House prices hit by rising costs

Mortgage rates began to increase rapidly in September following the mini-budget announcement when they hit a peak of 6.65%, which prompted buyers to consider whether it was a good time to buy a house.

The latest data from Moneyfacts shows the average five-year and two-year fixed mortgage rates are now 5.00% and 5.32% respectively.

While this is a welcome decrease from September’s peak, they are still around twice as high as they were this time last year.

Higher costs are hitting affordability among buyers, and, as a result, sellers are cutting prices.

While Rightmove said yesterday that average asking prices were up £3,000 month-on-month, most house price indexes imply house prices are on a downward trend.

Further, the Office for Budget Responsibility expects house prices to fall 10% by 2024 due to low consumer confidence, the impact of inflation on incomes and the expectation of mortgage rate rises.

Where next for the UK housing market?

That said, February’s data “needs to be seen in the context of a housing market that effectively switched off for the last quarter of 2022 and only turned back on again after Christmas,” says Tom Bill, head of UK residential research at Knight Frank.

“For anyone who knows how long it takes to buy a house in the UK, it shouldn't be a surprise when next month brings similarly weak numbers,” Bill continues.

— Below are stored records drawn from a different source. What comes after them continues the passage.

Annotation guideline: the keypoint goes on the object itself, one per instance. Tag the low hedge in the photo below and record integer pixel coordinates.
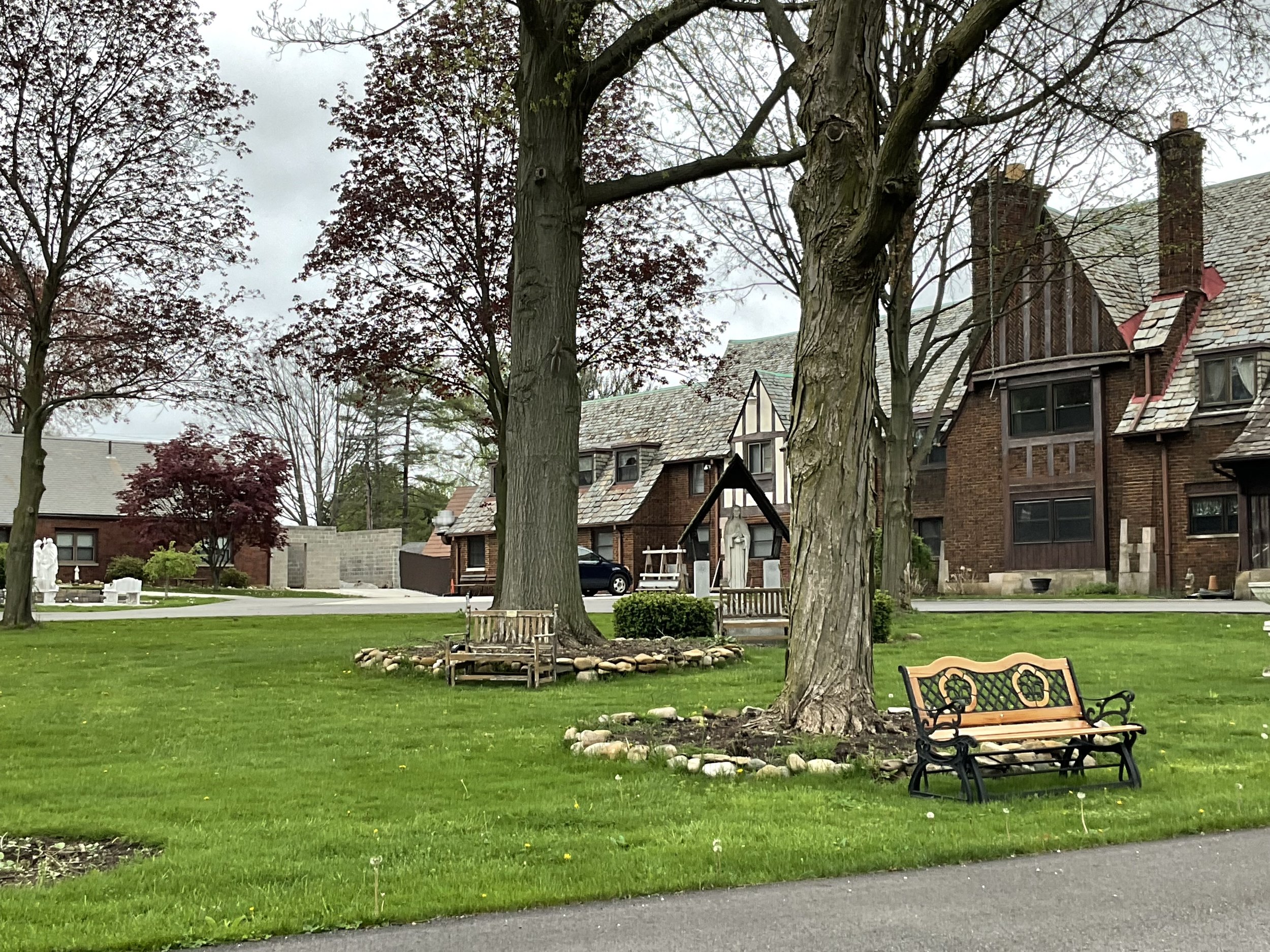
(654, 615)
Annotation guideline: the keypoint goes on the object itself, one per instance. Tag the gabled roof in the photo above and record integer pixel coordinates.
(948, 324)
(82, 476)
(1237, 245)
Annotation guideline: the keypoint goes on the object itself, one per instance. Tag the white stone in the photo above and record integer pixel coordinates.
(611, 749)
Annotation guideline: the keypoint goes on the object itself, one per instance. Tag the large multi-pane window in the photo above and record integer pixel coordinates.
(764, 542)
(628, 466)
(761, 457)
(604, 544)
(77, 547)
(1228, 380)
(1052, 408)
(1053, 521)
(697, 479)
(1215, 516)
(475, 551)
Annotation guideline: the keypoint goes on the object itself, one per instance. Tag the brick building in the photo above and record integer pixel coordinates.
(80, 508)
(1123, 381)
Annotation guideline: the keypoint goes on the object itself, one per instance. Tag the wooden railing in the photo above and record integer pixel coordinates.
(753, 603)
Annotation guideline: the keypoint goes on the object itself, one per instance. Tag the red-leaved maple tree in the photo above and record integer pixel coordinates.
(202, 491)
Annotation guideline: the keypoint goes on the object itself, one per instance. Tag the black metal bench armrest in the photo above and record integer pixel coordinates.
(1100, 710)
(954, 710)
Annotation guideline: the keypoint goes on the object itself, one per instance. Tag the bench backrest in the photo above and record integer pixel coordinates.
(510, 628)
(1022, 688)
(753, 603)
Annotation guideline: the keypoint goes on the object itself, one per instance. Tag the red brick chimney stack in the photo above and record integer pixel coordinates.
(1180, 210)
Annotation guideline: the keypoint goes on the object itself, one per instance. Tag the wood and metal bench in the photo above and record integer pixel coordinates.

“Demand and supply have been solid so far this year and sales volumes will eventually catch up against an economic backdrop that is proving stronger than expected.”

Indeed, the UK is expected to avoid a recession in 2023 despite previous, more negative forecasts.

But still, it’s unlikely things will “pick up much in the next couple of months”, says Sarah Coles, head of personal finance at Hargreaves Lansdown.

“Earlier this month, the RICS Residential Market Survey charted its tenth month of falling buyer numbers, and eighth month of falling agreed sales,” adds Coles. “It also said that sales are now taking almost 19 weeks, as recalcitrant buyers drag their feet. Because of the lag in the market, this is likely to mean depressed completions through the spring and into the summer.”

There are also interest rates to consider. “The path of interest rates from the Bank of England is increasingly difficult to predict, as it wrestles with the opposing forces of inflation and concern over the impact of higher rates on the banking sector,” says Coles.

“We have seen some big lenders cut their rates, and this week we may get a pause in hikes from the central bank, which could help on that front,” Coles adds. “However, this is not necessarily the end of the rate hiking cycle. If inflation remains sticky and the banking sector settles, mortgage rates may not be on a smooth path downwards.”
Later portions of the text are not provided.